Anal Cunt

The Undisputed Best Band in Music History

By Joey

You know, music’s been around like… practically forever. People have been making music since they began banging sticks against cave walls; When kings were making fapping noises when their thighs pounded against their mistresses’ butt checks. What’s so great about music is that it’s such a diverse field. We’ve got rap, we’ve got country, blues, punk rock, indie rock, jazz… a countless list of music genres.
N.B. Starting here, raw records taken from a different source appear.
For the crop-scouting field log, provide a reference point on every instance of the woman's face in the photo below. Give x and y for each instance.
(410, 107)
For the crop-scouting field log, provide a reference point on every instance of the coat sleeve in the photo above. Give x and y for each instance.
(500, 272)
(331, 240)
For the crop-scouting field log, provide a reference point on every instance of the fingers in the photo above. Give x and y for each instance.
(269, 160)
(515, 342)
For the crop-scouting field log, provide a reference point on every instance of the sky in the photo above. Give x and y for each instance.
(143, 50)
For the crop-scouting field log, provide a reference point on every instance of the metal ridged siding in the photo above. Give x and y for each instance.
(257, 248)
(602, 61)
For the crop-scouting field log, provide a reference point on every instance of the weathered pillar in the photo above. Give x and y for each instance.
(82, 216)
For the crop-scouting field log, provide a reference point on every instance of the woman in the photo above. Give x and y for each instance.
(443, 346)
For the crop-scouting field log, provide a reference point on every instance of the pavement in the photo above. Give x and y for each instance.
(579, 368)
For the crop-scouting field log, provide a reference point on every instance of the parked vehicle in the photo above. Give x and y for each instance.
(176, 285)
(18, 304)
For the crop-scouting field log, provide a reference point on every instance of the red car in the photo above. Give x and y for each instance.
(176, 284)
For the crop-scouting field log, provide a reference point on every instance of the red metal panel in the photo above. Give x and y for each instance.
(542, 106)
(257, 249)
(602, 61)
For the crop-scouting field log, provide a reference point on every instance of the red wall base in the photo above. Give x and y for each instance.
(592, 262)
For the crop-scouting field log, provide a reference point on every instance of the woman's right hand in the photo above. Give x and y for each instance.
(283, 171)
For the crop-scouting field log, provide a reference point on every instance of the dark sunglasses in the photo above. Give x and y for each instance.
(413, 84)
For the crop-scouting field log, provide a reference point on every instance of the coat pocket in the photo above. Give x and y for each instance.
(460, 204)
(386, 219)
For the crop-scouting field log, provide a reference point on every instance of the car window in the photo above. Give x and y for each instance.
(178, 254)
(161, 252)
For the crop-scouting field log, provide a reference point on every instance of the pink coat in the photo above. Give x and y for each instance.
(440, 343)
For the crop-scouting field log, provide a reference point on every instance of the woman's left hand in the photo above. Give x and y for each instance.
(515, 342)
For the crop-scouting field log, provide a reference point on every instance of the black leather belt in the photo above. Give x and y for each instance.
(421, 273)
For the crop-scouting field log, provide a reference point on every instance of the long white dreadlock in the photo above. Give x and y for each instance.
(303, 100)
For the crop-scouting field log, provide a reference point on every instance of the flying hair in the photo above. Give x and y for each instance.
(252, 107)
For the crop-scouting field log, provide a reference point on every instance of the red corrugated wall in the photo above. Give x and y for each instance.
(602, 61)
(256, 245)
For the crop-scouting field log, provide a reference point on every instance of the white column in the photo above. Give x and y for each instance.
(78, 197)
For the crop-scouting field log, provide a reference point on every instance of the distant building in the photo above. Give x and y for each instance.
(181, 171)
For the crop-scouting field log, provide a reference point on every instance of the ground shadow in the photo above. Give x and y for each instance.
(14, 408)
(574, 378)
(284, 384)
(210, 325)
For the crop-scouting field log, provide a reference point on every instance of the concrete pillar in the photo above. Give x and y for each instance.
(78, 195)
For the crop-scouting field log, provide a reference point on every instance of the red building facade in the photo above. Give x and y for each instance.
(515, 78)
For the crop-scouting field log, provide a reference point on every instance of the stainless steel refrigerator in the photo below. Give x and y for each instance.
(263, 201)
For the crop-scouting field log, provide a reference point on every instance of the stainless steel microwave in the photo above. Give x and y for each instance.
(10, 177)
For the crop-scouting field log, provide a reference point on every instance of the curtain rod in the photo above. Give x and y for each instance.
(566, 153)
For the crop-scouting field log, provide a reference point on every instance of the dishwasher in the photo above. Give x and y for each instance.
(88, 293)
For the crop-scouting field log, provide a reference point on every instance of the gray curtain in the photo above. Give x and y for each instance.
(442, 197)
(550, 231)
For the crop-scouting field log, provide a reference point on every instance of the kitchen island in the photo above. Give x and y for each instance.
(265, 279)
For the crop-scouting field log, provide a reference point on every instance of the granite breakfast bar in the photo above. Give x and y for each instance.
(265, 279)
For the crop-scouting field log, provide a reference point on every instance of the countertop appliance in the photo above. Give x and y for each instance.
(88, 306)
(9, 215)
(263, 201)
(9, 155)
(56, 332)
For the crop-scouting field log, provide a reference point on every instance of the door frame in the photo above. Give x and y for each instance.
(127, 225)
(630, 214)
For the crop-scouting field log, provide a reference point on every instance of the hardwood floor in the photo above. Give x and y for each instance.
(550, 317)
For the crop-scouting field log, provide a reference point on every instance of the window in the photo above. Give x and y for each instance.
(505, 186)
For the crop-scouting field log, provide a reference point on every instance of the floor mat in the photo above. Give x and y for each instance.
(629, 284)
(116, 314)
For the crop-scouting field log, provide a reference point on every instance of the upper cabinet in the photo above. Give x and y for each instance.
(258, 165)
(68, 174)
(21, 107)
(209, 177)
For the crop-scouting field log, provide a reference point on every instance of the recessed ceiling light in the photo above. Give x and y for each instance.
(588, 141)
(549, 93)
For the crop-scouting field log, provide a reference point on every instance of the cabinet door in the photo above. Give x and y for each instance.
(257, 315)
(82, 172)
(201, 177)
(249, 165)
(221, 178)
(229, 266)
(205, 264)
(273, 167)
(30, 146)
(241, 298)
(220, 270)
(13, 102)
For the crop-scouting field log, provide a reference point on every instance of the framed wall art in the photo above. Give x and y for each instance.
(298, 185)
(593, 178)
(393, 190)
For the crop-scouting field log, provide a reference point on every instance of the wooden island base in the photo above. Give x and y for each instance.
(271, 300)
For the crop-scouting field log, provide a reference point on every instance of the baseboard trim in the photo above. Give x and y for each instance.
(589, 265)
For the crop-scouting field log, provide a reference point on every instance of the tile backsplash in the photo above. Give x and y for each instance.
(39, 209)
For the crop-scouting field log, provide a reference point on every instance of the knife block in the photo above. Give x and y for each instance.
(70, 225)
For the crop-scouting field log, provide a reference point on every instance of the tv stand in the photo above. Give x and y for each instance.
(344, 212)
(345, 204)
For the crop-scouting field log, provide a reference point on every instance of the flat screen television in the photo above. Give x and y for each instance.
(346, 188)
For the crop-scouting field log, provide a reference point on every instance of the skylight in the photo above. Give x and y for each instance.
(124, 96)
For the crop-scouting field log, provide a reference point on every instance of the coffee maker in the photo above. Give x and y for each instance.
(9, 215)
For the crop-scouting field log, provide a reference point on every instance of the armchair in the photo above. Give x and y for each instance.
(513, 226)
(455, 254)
It doesn’t matter what kind person you are--you’re bound to find something you like.

And hell, there have been some outstanding artists and bands throughout the revolution of music. Frank Sinatra’s soothing voice, the Beatles' catchy tunes, the voice given to punk rock by the John Lydon of the Sex Pistols, the anthems created by Public Enemy, and that’s just the tip of the ice berg.

Now, we all have our opinions about music, which is great. But you know what? Every single one of you is FUCKING WRONG! The Beatles… gay. The Ramones…. Lick butt hole. Depeche Mode…only bags of farts when you compare them to hands down, the most spectacular, dazzling, jaw-dropping music group in the history of the solar system: Anal Cunt.

Yeah, that’s right, butt plug, Anal Cunt. Why, you might ask? Well, I’ve made a list of the eight reasons that every other band pales in comparison to AxCx:

  1. Seth Putnam, front man of Anal Cunt, simply can’t die. It’s rumored that he’s been shot in the face with a .357 magnum over 183 times and has yet to even receive a scratch. Plus, Putnam’s diet consists solely of nails, lead, gasoline, and aborted fetus.
  2. They’ve written a song about everything. Yes, everything. For God’s sake, they even wrote a song about you. It’s called “You’re Dumb.”
  3. If you’re too lazy to go to your history class (which I don’t blame you, because history is for gay bags), Anal Cunt has a variety of songs that can teach you lessons about world history. My personal favorites are “Body by Auschwitz,” “Hitler was a Sensitive Man,” “I Sent Footage of Auschwitz into America’s Funniest Home Videos,” and “Dictators are Cool.”
  4. The wardrobe of every member (past or present) is comprised of hair that emulates the shaggy fur covering an ibex’s ass, Scandinavian speed metal band shirts, flannel jackets, sweat pants, and cowboy boots. Oh, and I’m pretty sure that they wear briefs, too. Even though briefs are for bus drivers, janitors, and fat dead beat dads, they still somehow get away with it without being gay.
  5. Seth Putnam hates everyone, everything, and everything in between. And by everything in between, I mean you’re extremely gay.
  6. When attending an Anal Cunt concert, you have an 87% chance of getting anally raped by a cactus. A living cactus, with a green cactus dick. It’s really long, too…. And it’s ALWAYS erect.
  7. Their logo is simply a butt hole and a chick’s semi-waxed beaver. Awesome.
  8. There’s a secret army of deep sea leprechauns that flies overhead in their virtual fighter jets shaped like butts just waiting on some idiot to mumble to his friends, “Yeah, Anal Cunt’s gay. Let’s listen to one of the 72 live Pearl Jam albums at my mom’s house while we jerk each other off in a circle and eat Fritos!!” So yeah, if you don’t like them, you’re pretty much fucked.

So if you’re sitting there, still questioning the fact that Anal Cunt is unquestionably the greatest band in the history of music, then you’re gay. Well, you were probably gay before you read this, so now you’re just really, really gay, and Pete Rose is going to body slam you into a garbage disposal.